Dottor Claudio Ivan Brambilla A cura di Claudio Ivan Brambilla - Dottore specialista in Ginecologia Pubblicato il 13/08/2020 Aggiornato il 13/08/2020

L'ecografia non può indiividuare una gravidanza iniziale prima della quinta settimana.

Una domanda di: Irene
Salve Dottore, vorrei togliermi qualche dubbio prima di effettuare un test di gravidanza ed avere l’ennesimo negativo.
L’ultimo ciclo mi è arrivato il giorno 30.06, il 30.07 ho avuto una visita ginecologia di controllo con ecografia interna, c’erano i segni di un’avvenuta ovulazione. Ad oggi non ho ancora il ciclo del mese di luglio. Potrebbe esserci una gravidanza che non si è vista durante la visita?

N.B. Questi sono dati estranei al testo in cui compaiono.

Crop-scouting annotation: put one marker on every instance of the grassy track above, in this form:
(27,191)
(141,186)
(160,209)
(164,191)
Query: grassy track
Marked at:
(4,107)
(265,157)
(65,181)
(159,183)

Grazie della sua attenzione.
Cordiali saluti.

Claudio Ivan Brambilla
Claudio Ivan Brambilla

Gentile signora,
a 30 giorni dalla precedente mestruazione, anche se una gravidanza è iniziata ancora non la si vede con l’ecografia. L’ecografia può rilevare la gravidanza dalla quinta settimana, che si calcola a partire dalla data di inizio dell’ultima mestruazione. Più o meno dunque, dopo circa sette giorni di ritardo delle mestruazioni. E’ solo ora, infatti, che può evidenziarsi il piccolo sacco gestazionale, sempre ovviamente se il ciclo sia regolare e abbia una durata di 28-30 giorni. Se è più lungo occorre attendere almeno qualche giorno, a volte la sesta-settima settimana. A fronte di un ritardo, l’unico modo per sapere se una rgravidanza è iniziata è rappresentato dall’esecuzione del test di gravidanza, che rileva la presenza dell’ormone beta-hCG, presente se una gravidanza è in atto. Va bene il test che si effettua a casa, sulle urine, con l’apposito kit. In generale, aver rilevato i segni di avvenuta ovlazione non ha alcun significato in relazione alla possibilità che sia iniziata una gravidanza. Con cordialità.